Generally, higher magnetic field strengths are being used to improve the balance among SNR, resolution and imaging time. Alternatively, SNR can be improved by using better performance (multichannel) receiver systems. Small loop coils with a diameter of less than  1 cm make it possible to image single labelled cells in vitro (single cell level detection with positive or negative contrast) at voxel sizes in the order of 40 × 40 × 100 µm³ and acquisition times of less than 30 min even at 3.0 T [9]. To provide optimal image quality over larger fields-of-view phased-array-combined small surface coils can be used. Generally, these are more effective than volume coils for providing optimal SNR. The gain in imaging speed that is possible with the smaller coils can be traded effectively for higher in-plane and through-plane resolution in molecular imaging applications. It must nonetheless be kept in mind that the smaller the loop coil diameter is, the less the sensitivity volume will be; signal reception (sensitivity volume) is limited to about the radius from the surface coil.

Different acquisition sequences allow manipulation of contrast mechanisms and possibilities for signal amplification strategies for cell imaging in conjunction with detailed anatomical and functional information. Tissue contrast can be generated mainly through differences in proton density and relaxation times (T1 and T2) by adjusting the MR pulse sequence timings to provide a suitable contrast to distinguish target structures. Imaging of iron-labelled cells is commonly performed using T2- and T2*-weighted imaging employing gradient echo or spin-echo sequences [7, 10, 15, 114, 132, 152‐154] (Fig. 2d). For Gd-labelled cells T1-weighted spin-echo sequences are most commonly used [5, 14, 39, 116, 151] (Fig. 2); however, T2-weighted spin-echo sequences may also be employed [8, 155]. Which type of contrast weighting will be most beneficial for the imaging of Gd-labelled cells may depend on the local Gd concentration or potentially the intracellular compartmentalisation of the Gd [40, 116].

Improved detection sensitivity of labelled cells may be obtained with the more sophisticated steady-state free precession (SSFP) imaging techniques, also known as FIESTA or True FISP [20, 48, 155‐159]. However, it must be taken into account that with SSFP images, contrary to the more conventional spin-echo or gradient-recalled echo sequences, high resolution imaging at reasonable image quality is difficult to achieve (off-resonance effects on signal behaviour) on clinical imaging equipment unless more potent (customised) gradient insert coils are used.

Recently, new acquisition approaches have been pursued to generate positive contrast from traditionally ‘negative contrast’ materials such as iron oxide nanoparticles [160‐163]. In in vivo applications it sometimes proved to be difficult to identify the presence of iron-labelled cells due to the presence of other hypointense regions.
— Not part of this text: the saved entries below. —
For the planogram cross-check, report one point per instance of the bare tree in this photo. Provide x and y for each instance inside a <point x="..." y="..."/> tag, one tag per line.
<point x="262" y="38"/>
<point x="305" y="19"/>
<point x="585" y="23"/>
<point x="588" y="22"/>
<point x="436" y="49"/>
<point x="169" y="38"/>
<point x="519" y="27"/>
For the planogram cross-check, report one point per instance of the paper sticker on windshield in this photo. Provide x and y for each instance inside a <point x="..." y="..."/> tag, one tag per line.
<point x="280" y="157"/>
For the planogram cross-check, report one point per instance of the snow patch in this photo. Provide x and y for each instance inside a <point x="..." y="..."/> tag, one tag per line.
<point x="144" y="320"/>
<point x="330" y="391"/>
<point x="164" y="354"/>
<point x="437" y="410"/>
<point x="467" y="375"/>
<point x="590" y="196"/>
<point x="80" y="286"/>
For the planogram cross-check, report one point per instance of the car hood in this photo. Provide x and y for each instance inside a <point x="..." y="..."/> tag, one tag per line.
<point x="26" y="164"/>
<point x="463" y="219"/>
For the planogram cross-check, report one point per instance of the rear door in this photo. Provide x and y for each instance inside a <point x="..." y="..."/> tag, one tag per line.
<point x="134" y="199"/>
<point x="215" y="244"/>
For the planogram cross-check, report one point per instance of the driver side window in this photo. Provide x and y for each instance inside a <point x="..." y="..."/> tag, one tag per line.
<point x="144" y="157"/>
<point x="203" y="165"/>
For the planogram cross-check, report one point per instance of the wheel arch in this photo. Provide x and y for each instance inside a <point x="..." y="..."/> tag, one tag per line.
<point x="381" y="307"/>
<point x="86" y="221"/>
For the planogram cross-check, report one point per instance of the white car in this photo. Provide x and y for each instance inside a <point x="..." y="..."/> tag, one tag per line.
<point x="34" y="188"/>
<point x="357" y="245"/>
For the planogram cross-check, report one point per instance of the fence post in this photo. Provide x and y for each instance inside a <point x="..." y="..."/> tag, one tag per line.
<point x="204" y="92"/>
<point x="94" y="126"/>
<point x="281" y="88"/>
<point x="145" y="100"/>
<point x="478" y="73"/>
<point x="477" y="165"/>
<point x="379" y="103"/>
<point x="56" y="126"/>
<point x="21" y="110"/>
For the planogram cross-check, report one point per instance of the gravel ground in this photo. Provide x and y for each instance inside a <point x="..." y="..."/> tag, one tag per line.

In order to facilitate the detection of iron-labelled cells in such regions, investigators have used spectrally selective RF pulses to excite and refocus water off-resonance in regions near the labelled cells to obtain positive contrast [160, 163]. Alternatively, so-called white marker imaging has been implemented, in which traditional GRE sequences are modified to include a variable dephasing gradient, also resulting in positive contrast [161, 162].